Hearing by seeing – The McGurk Effect

Humans use vision as well as hearing to understand speech. There is no better example of this than the McGurk effect.

Imagine a recording of a person saying “bah” over and over again. What sound are you going to hear? “Bah”, obviously.

However, if this sound is accompanied by a video of this person saying “vah” you will start hearing “vah” or “fah” instead, even though the audio has not changed. Just have a look at the video:

Because the combination of sound and vision happens so early in the process of speech recognition the illusion persists even after you know how it works. The brain cannot differentiate whether it’s hearing or seeing the sound as usually these senses subtly work together to give us the ability to comprehend what other people are saying.

It’s quite interesting that most people are really quite bad at lip-reading, yet most people are easily fooled by the McGurk effect.

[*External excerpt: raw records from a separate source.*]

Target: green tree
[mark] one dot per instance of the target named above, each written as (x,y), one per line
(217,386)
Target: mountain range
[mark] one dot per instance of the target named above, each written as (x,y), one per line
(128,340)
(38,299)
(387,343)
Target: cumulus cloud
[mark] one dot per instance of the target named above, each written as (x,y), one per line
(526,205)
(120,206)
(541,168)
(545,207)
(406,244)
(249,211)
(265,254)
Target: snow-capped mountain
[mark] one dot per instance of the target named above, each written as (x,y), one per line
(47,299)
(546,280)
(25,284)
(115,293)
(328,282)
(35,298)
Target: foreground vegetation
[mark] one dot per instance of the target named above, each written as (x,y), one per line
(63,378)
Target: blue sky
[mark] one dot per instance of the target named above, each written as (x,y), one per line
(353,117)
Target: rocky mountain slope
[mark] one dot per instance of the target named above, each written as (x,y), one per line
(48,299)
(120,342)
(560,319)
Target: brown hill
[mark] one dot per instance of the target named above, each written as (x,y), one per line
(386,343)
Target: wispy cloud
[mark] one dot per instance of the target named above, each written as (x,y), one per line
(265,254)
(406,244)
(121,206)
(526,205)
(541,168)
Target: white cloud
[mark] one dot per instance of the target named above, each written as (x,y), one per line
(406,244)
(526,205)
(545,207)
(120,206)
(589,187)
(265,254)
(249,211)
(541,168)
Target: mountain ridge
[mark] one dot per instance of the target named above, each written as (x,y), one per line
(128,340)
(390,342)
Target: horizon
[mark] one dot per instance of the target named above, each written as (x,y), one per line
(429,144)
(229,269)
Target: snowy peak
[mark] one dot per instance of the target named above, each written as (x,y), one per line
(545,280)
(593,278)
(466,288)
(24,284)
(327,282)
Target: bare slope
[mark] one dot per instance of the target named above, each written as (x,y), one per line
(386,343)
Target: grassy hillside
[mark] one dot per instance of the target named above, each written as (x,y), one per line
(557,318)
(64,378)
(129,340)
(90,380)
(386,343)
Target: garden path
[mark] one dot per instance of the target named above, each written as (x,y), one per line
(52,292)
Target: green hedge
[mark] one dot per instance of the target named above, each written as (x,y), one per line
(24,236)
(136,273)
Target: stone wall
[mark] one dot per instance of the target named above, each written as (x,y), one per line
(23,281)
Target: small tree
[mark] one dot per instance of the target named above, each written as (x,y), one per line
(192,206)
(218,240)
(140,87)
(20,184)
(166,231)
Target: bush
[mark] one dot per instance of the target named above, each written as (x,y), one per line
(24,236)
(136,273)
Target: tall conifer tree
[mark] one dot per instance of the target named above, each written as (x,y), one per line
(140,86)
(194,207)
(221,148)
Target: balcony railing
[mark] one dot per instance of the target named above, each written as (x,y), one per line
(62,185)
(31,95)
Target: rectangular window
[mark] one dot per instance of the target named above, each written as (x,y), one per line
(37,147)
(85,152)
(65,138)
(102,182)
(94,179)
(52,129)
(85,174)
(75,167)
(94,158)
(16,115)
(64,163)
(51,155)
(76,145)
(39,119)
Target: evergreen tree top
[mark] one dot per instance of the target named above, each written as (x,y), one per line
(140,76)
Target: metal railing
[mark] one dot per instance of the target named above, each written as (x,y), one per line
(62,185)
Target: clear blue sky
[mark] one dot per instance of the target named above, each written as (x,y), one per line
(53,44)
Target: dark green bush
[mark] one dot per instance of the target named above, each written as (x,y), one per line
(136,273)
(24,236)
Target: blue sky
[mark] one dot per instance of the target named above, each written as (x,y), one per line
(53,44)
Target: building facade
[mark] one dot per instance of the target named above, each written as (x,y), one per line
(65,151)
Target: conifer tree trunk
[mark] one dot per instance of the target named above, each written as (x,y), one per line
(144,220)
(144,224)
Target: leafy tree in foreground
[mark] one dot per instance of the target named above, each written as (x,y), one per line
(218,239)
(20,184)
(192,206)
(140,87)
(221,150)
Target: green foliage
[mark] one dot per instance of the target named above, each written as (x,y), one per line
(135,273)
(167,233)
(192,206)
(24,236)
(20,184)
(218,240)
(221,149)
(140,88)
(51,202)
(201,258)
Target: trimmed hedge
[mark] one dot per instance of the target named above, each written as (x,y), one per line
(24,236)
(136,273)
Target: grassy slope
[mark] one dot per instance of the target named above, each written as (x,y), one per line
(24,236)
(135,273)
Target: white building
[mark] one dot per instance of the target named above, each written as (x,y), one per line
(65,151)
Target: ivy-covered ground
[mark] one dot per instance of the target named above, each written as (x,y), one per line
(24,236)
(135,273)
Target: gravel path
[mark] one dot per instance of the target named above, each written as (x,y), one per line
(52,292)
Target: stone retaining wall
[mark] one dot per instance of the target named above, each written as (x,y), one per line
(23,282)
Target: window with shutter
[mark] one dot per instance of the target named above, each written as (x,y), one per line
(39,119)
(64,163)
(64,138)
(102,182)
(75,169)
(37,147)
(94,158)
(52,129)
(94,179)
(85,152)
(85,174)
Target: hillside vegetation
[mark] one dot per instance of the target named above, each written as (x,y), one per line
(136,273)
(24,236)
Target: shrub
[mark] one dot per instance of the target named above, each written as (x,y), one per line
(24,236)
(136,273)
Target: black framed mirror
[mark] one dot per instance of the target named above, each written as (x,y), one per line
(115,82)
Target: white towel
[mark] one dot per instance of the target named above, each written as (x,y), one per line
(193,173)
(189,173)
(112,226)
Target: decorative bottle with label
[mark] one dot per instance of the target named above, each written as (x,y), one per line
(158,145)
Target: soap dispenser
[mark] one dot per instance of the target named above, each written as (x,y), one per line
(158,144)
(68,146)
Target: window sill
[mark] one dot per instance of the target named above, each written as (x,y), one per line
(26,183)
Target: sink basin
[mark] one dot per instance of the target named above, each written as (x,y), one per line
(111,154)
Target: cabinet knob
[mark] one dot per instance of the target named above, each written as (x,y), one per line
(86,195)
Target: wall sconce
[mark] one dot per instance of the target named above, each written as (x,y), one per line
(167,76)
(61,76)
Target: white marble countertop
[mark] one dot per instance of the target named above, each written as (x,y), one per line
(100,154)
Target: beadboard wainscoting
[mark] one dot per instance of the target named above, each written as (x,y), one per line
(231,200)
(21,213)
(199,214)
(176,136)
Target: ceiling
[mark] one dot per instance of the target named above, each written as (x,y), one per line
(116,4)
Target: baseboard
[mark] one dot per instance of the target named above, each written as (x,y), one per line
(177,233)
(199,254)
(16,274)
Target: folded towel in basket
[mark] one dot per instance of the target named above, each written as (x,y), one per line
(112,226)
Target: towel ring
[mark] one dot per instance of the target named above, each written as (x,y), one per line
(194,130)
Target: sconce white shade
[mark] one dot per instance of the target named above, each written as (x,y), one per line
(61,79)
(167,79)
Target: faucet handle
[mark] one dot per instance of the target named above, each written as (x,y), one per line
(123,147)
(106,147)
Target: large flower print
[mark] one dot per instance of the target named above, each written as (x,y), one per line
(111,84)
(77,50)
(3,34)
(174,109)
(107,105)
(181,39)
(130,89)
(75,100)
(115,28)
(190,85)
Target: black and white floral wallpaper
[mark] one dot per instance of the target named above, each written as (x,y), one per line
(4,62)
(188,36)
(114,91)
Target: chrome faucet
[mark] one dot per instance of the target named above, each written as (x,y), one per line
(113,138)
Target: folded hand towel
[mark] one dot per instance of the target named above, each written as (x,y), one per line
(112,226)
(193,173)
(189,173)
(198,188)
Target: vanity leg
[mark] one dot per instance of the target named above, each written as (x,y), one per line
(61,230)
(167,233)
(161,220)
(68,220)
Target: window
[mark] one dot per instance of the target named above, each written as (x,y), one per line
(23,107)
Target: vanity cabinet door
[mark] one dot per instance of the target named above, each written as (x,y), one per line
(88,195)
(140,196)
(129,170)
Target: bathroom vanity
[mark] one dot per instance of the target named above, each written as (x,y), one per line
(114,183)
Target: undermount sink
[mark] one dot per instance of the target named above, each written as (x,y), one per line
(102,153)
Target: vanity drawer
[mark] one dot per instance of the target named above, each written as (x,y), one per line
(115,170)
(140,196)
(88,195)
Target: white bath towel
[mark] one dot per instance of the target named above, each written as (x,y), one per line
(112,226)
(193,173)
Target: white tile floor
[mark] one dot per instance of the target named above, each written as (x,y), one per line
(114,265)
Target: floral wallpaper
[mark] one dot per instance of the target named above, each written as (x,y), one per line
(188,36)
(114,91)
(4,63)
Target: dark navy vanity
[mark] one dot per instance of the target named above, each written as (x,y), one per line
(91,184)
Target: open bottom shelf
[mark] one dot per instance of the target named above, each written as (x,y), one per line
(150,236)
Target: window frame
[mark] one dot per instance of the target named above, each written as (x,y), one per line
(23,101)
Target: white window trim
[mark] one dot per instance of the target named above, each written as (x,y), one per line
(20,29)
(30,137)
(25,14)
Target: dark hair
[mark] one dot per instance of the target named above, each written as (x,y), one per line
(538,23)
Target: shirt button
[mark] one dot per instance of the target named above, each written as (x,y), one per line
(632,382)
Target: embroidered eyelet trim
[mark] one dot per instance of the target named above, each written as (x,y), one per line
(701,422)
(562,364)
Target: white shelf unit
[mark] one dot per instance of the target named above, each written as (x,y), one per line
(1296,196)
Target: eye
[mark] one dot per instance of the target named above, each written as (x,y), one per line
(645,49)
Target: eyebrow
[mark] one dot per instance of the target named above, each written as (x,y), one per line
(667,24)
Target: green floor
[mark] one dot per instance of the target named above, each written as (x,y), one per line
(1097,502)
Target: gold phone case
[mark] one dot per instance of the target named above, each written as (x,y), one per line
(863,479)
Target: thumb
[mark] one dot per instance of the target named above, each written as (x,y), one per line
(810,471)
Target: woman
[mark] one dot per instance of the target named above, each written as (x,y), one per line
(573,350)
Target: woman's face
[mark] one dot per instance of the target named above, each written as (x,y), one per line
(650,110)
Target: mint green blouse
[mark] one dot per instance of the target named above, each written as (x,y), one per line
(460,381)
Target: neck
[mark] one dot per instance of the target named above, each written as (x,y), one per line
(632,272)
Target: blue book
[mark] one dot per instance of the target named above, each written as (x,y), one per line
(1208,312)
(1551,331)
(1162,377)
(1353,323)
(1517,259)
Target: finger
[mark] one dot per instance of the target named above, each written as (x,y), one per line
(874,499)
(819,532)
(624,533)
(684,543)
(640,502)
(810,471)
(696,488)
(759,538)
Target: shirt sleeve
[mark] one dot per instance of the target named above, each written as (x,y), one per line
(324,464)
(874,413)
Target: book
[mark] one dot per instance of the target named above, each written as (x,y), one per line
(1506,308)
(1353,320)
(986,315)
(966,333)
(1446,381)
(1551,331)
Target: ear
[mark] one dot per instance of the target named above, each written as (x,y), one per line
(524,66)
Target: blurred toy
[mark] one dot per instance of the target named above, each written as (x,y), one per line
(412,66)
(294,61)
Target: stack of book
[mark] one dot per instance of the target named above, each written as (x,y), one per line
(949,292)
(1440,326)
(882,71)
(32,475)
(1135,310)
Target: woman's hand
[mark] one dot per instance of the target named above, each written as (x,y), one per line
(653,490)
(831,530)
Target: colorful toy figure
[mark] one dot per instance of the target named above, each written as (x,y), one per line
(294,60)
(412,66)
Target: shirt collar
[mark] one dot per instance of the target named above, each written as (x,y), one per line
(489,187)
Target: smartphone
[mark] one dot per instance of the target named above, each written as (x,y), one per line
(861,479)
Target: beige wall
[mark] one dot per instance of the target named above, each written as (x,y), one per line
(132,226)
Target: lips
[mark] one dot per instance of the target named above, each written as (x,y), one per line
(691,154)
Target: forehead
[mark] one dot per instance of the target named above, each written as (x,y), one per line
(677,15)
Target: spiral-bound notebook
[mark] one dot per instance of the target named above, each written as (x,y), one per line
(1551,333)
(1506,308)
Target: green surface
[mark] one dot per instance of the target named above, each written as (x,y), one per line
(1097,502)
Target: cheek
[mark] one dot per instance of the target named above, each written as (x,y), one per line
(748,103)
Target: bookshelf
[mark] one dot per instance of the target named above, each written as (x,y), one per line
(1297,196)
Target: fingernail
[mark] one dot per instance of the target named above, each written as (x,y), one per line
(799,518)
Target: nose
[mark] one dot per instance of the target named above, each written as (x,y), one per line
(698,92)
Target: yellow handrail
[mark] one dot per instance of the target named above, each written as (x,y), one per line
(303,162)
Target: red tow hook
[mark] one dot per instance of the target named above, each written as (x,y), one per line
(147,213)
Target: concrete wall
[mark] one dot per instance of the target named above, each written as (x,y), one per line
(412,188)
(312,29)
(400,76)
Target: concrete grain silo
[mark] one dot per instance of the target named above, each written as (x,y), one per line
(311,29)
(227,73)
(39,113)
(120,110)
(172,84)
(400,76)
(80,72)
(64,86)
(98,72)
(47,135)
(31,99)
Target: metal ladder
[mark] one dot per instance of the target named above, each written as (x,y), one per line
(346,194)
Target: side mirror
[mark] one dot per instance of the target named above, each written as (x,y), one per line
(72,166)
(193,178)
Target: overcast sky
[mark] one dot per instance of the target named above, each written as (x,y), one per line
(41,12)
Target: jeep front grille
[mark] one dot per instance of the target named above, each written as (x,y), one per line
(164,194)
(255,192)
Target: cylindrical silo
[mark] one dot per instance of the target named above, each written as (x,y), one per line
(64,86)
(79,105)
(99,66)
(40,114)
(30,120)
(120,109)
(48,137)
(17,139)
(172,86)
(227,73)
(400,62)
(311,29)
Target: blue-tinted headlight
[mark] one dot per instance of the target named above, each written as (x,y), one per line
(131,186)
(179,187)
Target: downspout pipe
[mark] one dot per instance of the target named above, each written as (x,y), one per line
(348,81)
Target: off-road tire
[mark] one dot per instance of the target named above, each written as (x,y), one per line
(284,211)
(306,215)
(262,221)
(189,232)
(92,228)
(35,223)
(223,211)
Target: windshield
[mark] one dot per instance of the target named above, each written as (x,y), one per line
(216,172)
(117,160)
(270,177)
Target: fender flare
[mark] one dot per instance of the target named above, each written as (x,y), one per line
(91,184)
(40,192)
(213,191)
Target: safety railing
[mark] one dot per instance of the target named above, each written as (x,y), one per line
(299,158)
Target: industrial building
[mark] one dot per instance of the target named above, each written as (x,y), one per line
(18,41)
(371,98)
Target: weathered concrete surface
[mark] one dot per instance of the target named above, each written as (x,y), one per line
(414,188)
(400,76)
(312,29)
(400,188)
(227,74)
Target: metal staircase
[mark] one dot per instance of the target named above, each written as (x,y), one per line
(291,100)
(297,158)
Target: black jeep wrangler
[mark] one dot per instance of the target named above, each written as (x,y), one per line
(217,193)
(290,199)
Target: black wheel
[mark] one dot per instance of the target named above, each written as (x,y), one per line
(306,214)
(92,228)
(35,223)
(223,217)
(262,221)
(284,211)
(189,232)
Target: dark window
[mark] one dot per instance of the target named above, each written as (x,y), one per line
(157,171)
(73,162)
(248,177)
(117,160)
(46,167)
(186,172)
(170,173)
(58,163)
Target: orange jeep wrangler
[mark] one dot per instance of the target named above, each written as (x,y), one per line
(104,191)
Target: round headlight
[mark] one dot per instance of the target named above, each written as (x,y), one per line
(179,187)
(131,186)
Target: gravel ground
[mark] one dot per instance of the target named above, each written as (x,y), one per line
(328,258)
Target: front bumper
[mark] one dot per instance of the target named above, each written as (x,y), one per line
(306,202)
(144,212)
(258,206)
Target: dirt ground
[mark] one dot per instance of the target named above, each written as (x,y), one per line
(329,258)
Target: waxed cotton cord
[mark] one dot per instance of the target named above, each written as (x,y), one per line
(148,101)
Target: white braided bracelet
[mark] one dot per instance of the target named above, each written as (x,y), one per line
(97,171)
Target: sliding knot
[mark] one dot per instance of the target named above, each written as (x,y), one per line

Also quite interesting is that the McGurk effect seems to have a different intensity to people who speak different languages. For example, to Italian, German and English speakers the effect is very strong. To Chinese and Japanese speakers the effect is quite weak. This is likely due to the different syllabic structure and tone of Chinese and Japanese (compared to indo-european languages) and possibly due to the culture of face avoidance in Japan (for example, children are instructed to look at a teacher’s adam’s apple or tie knot instead of the eyes).